BA apologies for hacked credit card details
British Airways apologised on Friday after the credit card details of hundreds of thousands of its customers were stolen in the most serious attack yet on its website and app.
The airline discovered on Wednesday that bookings made between August 21 and September 5 had been infiltrated in a “very sophisticated, malicious criminal” attack, the airlines chairman and chief executive Alex Cruz said.
The company immediately contacted customers when the extent of the breach became clear.
About 380,000 card payments were compromised with hackers obtaining names, street and email addresses, credit card numbers, expiry dates and security codes – enough information to steal from accounts.

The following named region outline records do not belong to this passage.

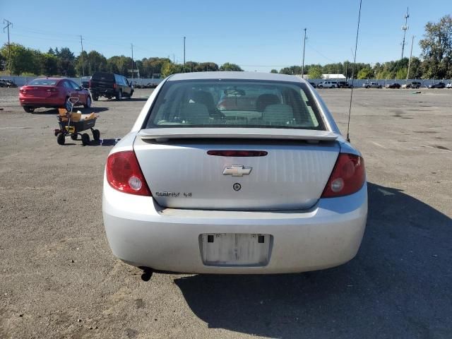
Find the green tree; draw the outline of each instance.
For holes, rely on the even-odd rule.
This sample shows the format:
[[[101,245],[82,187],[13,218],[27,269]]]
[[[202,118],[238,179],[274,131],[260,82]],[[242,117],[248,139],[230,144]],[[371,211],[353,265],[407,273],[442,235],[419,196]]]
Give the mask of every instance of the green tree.
[[[445,16],[438,23],[427,23],[419,44],[424,58],[424,77],[452,78],[452,16]]]
[[[280,70],[281,74],[301,74],[302,68],[299,66],[291,66],[290,67],[285,67]]]
[[[236,71],[242,72],[243,69],[242,69],[239,65],[226,62],[222,65],[221,65],[221,66],[220,67],[220,71]]]
[[[310,79],[321,79],[322,74],[322,69],[317,66],[309,67],[308,71],[308,75],[309,76]]]
[[[218,71],[218,65],[215,62],[201,62],[196,68],[196,72],[206,72],[206,71]]]
[[[400,69],[396,73],[396,79],[406,79],[408,69]]]
[[[422,77],[422,63],[416,56],[411,58],[409,77],[410,79],[420,79]]]
[[[50,53],[41,56],[41,74],[50,76],[58,74],[58,58]]]
[[[171,61],[165,62],[162,66],[162,78],[166,78],[171,74],[176,73],[181,73],[182,71],[182,66],[176,64],[173,64]]]
[[[374,78],[374,71],[370,67],[362,69],[358,72],[358,79],[369,79],[370,78]]]
[[[73,53],[67,47],[62,47],[57,55],[59,73],[64,76],[76,76],[75,59]]]

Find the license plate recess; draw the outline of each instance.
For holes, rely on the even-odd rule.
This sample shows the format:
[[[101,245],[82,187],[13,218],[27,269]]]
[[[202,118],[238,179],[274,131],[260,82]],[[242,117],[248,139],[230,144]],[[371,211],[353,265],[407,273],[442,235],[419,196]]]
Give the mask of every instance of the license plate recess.
[[[204,265],[214,266],[265,266],[268,263],[270,234],[206,233],[200,236]]]

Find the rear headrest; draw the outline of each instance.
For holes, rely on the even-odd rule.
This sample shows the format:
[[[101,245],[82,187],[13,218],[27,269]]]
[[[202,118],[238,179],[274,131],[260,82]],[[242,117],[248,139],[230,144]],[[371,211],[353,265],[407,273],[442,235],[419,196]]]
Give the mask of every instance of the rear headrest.
[[[262,94],[256,100],[256,109],[258,112],[263,112],[269,105],[280,104],[281,101],[275,94]]]
[[[209,123],[209,112],[203,104],[191,102],[181,107],[181,117],[195,125]]]
[[[262,113],[262,120],[267,124],[285,125],[294,119],[291,106],[285,104],[269,105]]]

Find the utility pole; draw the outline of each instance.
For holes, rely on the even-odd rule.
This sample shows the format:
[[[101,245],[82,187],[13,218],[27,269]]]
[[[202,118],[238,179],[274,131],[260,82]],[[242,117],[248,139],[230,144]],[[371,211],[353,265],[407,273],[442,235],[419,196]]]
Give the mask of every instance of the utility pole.
[[[184,73],[185,73],[185,37],[184,37]]]
[[[306,28],[304,28],[304,39],[303,39],[303,64],[302,64],[302,78],[304,78],[304,48],[306,47]]]
[[[408,82],[408,79],[410,78],[410,66],[411,66],[411,57],[412,56],[412,44],[415,42],[415,36],[413,35],[411,38],[411,52],[410,52],[410,60],[408,60],[408,71],[407,72],[407,80],[405,83]]]
[[[83,63],[83,38],[80,35],[80,44],[82,45],[82,74],[85,76],[85,64]]]
[[[3,23],[4,25],[6,24],[6,25],[5,27],[3,28],[3,31],[4,32],[5,30],[8,30],[8,54],[9,54],[9,76],[13,76],[13,69],[12,69],[12,64],[11,64],[11,44],[9,42],[9,26],[12,26],[13,25],[13,23],[11,23],[10,21],[8,21],[6,19],[3,19]]]
[[[133,44],[130,44],[130,47],[132,49],[132,79],[133,78]]]
[[[408,29],[408,25],[407,25],[408,23],[408,18],[410,18],[410,14],[408,14],[408,7],[407,7],[407,13],[405,15],[405,25],[402,26],[402,30],[403,30],[403,40],[402,41],[402,58],[403,59],[403,49],[405,49],[405,35],[407,33],[407,30]]]

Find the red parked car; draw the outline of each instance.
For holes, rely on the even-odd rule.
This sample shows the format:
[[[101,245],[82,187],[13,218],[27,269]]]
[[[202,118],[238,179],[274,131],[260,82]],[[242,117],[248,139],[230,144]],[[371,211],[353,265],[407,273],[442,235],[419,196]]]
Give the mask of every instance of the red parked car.
[[[64,107],[71,110],[69,97],[77,97],[76,105],[91,107],[90,92],[70,79],[38,78],[32,80],[19,90],[19,101],[23,109],[32,113],[37,107]]]

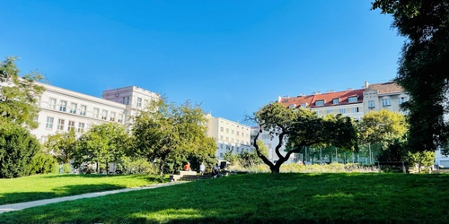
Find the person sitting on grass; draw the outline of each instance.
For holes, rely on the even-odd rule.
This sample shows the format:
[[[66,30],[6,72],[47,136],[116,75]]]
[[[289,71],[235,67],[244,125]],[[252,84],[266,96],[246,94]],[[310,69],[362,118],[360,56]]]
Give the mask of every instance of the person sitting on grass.
[[[214,178],[219,177],[220,176],[220,166],[218,166],[218,163],[216,164],[214,168],[212,168],[212,174],[214,175]]]
[[[190,163],[189,162],[187,162],[187,164],[184,165],[184,170],[190,171]]]

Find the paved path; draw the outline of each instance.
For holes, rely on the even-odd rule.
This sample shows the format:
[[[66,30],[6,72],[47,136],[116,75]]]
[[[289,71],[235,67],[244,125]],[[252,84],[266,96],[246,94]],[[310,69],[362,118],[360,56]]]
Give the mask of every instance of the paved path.
[[[48,203],[57,203],[57,202],[60,202],[73,201],[73,200],[77,200],[77,199],[82,199],[82,198],[98,197],[98,196],[103,196],[106,194],[121,193],[121,192],[153,189],[153,188],[158,188],[158,187],[162,187],[162,186],[172,185],[177,185],[177,184],[181,184],[181,183],[185,183],[185,182],[175,181],[175,182],[157,184],[157,185],[152,185],[142,186],[142,187],[125,188],[125,189],[113,190],[113,191],[107,191],[107,192],[88,193],[88,194],[79,194],[79,195],[50,198],[50,199],[44,199],[44,200],[39,200],[39,201],[34,201],[34,202],[29,202],[4,204],[4,205],[0,205],[0,213],[28,209],[31,207],[40,206],[40,205],[45,205],[45,204],[48,204]]]

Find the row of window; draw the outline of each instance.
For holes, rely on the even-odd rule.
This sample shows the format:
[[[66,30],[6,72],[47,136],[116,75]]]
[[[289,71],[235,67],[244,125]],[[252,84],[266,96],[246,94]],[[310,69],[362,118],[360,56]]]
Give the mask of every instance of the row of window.
[[[355,97],[348,97],[348,103],[357,103],[358,101],[358,97],[357,96],[355,96]],[[316,100],[315,101],[315,106],[319,107],[319,106],[324,106],[324,103],[325,103],[325,100],[324,99],[320,99],[320,100]],[[335,99],[332,99],[332,104],[339,104],[339,98],[335,98]]]
[[[402,103],[407,102],[407,98],[401,97],[398,99],[398,103],[401,105]],[[382,99],[382,107],[388,107],[392,106],[392,99]],[[375,108],[375,103],[374,100],[368,100],[368,108]]]
[[[45,124],[45,128],[53,130],[54,126],[54,122],[55,122],[55,117],[53,116],[47,116],[47,122]],[[57,131],[71,131],[75,130],[77,133],[84,133],[86,125],[85,123],[79,122],[78,126],[75,126],[75,121],[68,121],[67,122],[67,129],[66,129],[66,119],[57,119],[57,123],[56,124],[56,128]]]
[[[54,98],[50,98],[48,101],[48,108],[50,109],[57,109],[57,99]],[[58,107],[59,111],[61,112],[68,112],[70,114],[74,115],[81,115],[81,116],[86,116],[87,112],[87,106],[85,105],[79,105],[77,103],[72,102],[70,104],[70,107],[68,108],[68,104],[66,100],[60,100],[59,101],[59,107]],[[106,109],[101,109],[101,114],[100,114],[100,108],[93,108],[93,113],[92,113],[92,117],[97,118],[97,119],[101,119],[101,120],[109,120],[110,121],[116,121],[119,123],[123,123],[123,117],[124,115],[119,113],[119,116],[117,116],[116,112],[110,112],[109,113],[108,110]]]

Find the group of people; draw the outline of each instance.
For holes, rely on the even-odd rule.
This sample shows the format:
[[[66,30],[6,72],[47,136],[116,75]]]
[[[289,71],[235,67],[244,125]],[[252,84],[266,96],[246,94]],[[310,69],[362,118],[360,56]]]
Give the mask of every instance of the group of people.
[[[187,162],[186,165],[184,165],[184,170],[185,171],[190,171],[190,163]],[[203,162],[199,165],[199,173],[201,175],[204,175],[206,173],[206,166],[204,165]],[[216,164],[216,166],[212,168],[212,175],[214,177],[220,177],[220,166],[218,166],[218,163]]]

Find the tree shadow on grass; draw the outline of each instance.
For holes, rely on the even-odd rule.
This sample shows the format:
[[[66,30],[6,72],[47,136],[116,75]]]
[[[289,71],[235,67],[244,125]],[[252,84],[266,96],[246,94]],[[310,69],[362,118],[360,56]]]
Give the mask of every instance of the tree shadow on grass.
[[[0,220],[4,223],[447,223],[445,208],[449,203],[442,201],[438,208],[432,204],[449,192],[449,180],[441,177],[446,177],[245,175],[6,212]]]
[[[78,195],[87,193],[111,191],[123,188],[124,187],[122,185],[118,185],[99,184],[66,185],[64,187],[54,188],[51,192],[4,193],[0,194],[0,205]]]

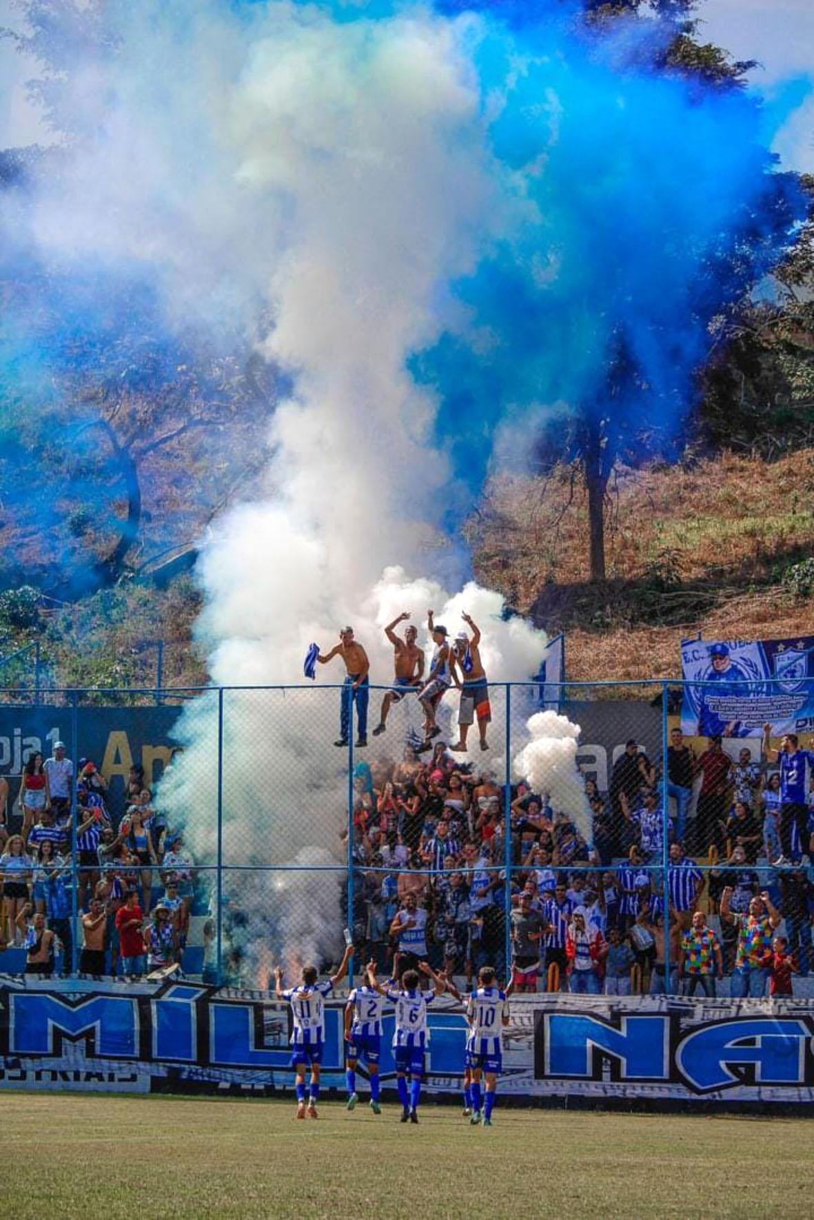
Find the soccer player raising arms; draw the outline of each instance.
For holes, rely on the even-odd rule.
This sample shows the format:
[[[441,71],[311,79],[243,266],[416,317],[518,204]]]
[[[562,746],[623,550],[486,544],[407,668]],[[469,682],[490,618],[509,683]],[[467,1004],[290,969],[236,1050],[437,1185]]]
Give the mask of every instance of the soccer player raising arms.
[[[427,975],[436,985],[434,991],[423,991],[420,987],[421,975]],[[395,1030],[393,1032],[393,1058],[395,1059],[395,1076],[402,1103],[402,1122],[419,1121],[419,1097],[421,1096],[421,1077],[423,1076],[423,1058],[427,1046],[427,1006],[432,1004],[436,996],[442,996],[447,989],[444,974],[437,975],[426,961],[419,964],[419,970],[405,970],[402,975],[400,989],[394,986],[395,980],[391,978],[387,987],[382,987],[373,971],[367,970],[367,983],[380,996],[384,996],[395,1004]],[[406,1077],[410,1076],[410,1089],[408,1092]]]
[[[514,989],[514,978],[503,992],[495,986],[494,970],[483,966],[477,976],[478,986],[469,996],[461,996],[452,983],[447,985],[463,1004],[466,1004],[469,1033],[466,1036],[465,1070],[470,1076],[472,1115],[470,1122],[492,1126],[492,1109],[498,1088],[498,1076],[503,1071],[503,1027],[509,1024],[506,1000]],[[481,1076],[486,1075],[486,1096],[481,1094]],[[482,1118],[481,1118],[482,1107]]]
[[[367,963],[366,974],[376,974],[376,961]],[[345,1081],[348,1085],[348,1109],[353,1110],[356,1097],[356,1063],[364,1059],[370,1075],[370,1108],[381,1114],[378,1104],[378,1060],[382,1050],[382,1010],[384,996],[362,982],[354,987],[345,1005]]]
[[[277,999],[286,999],[292,1006],[294,1031],[292,1033],[292,1068],[297,1081],[297,1118],[305,1118],[305,1070],[310,1065],[311,1081],[308,1103],[308,1115],[315,1119],[316,1103],[320,1099],[320,1064],[325,1046],[325,997],[330,996],[336,985],[344,978],[348,963],[353,955],[353,944],[345,948],[336,975],[323,983],[317,982],[316,966],[303,967],[303,982],[298,987],[283,991],[283,967],[277,966],[275,977]]]

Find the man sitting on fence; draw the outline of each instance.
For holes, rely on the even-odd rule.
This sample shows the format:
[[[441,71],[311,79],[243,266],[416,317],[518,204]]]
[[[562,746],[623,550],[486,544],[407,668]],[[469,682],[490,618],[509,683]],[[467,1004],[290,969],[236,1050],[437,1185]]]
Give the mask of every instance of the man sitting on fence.
[[[322,653],[317,653],[316,659],[320,665],[327,665],[334,656],[342,658],[348,676],[339,692],[342,700],[339,704],[339,738],[333,744],[348,744],[350,703],[353,700],[356,704],[359,730],[356,745],[367,745],[367,671],[370,670],[370,661],[367,660],[365,649],[354,639],[353,627],[343,627],[339,632],[339,643],[334,644],[325,656]]]

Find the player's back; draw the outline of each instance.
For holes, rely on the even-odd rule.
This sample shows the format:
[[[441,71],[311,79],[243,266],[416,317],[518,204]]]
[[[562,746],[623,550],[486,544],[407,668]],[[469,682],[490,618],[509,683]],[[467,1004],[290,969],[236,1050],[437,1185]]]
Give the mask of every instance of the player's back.
[[[348,1002],[353,1004],[353,1032],[367,1038],[381,1037],[386,997],[362,983],[361,987],[354,987]]]
[[[330,982],[300,983],[284,992],[292,1006],[294,1042],[322,1042],[325,1037],[325,997],[332,991]]]
[[[505,1011],[506,994],[498,987],[478,987],[470,994],[466,1004],[470,1049],[488,1054],[500,1048]]]
[[[422,1047],[428,1041],[427,1005],[433,1002],[432,991],[388,989],[387,999],[395,1005],[394,1047]]]

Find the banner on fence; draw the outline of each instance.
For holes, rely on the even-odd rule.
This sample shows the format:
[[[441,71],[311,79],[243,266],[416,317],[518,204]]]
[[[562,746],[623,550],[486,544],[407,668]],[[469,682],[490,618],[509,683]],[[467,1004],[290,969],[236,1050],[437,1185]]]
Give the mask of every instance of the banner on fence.
[[[691,737],[814,731],[814,636],[685,639],[681,727]],[[698,684],[704,683],[704,684]]]
[[[76,715],[76,752],[73,716]],[[73,754],[93,759],[107,786],[111,813],[124,811],[124,786],[131,766],[144,767],[150,787],[159,781],[172,754],[172,727],[181,708],[55,708],[43,705],[2,708],[0,773],[18,778],[32,754],[51,754],[55,742],[65,742]],[[12,800],[17,788],[12,787]]]
[[[810,1002],[515,997],[503,1094],[515,1098],[814,1102]],[[323,1083],[342,1088],[343,1002],[326,1006]],[[461,1087],[465,1022],[431,1017],[426,1088]],[[382,1083],[394,1085],[384,1019]],[[287,1005],[188,982],[128,991],[9,980],[0,988],[0,1088],[290,1089]]]

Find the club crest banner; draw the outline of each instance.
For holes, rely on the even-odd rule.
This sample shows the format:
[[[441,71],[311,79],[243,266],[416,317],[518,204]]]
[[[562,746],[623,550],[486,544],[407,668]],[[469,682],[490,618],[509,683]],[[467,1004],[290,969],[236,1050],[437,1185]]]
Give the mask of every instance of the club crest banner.
[[[814,732],[814,636],[685,639],[681,727],[690,737]]]

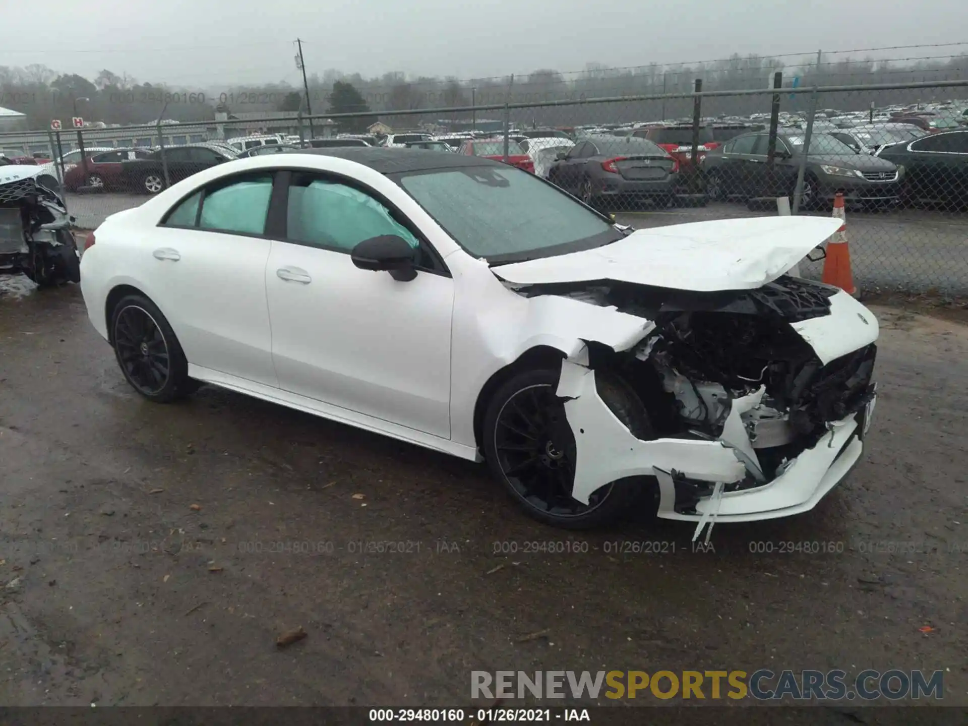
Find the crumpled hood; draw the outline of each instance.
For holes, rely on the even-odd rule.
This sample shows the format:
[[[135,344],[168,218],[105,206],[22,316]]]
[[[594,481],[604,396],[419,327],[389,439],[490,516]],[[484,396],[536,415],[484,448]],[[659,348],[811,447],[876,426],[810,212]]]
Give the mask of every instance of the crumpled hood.
[[[512,285],[617,282],[711,292],[755,289],[840,227],[831,217],[759,217],[639,229],[605,247],[497,265]]]
[[[11,184],[13,182],[29,179],[47,173],[44,166],[36,166],[32,164],[11,164],[0,166],[0,184]]]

Shares in British Airways’ parent, International Airlines Group, were down 2 per cent in afternoon trading on Friday.
Mr Cruz said the company was deeply sorry for the disruption caused by the attack.
He said the attackers had not broken the airline’s encryption but did not explain how they had obtained the data.
“There were other methods, very sophisticated efforts, by criminals in obtaining the data,” Mr Cruz told the BBC.
IT security company Avast said that the attackers had probably targeted a gateway between the airline and a payment processor.
“Quite often, when it’s just a hack of a database, it is hard to identify when something has been compromised,” Avast’s consumer security expert Pete Turner said.
“This feels much more like a transaction-type attack, where data is moving about within the system.”
IAG said the data breach had been resolved. The website was now working normally, and that no travel or passport details were stolen.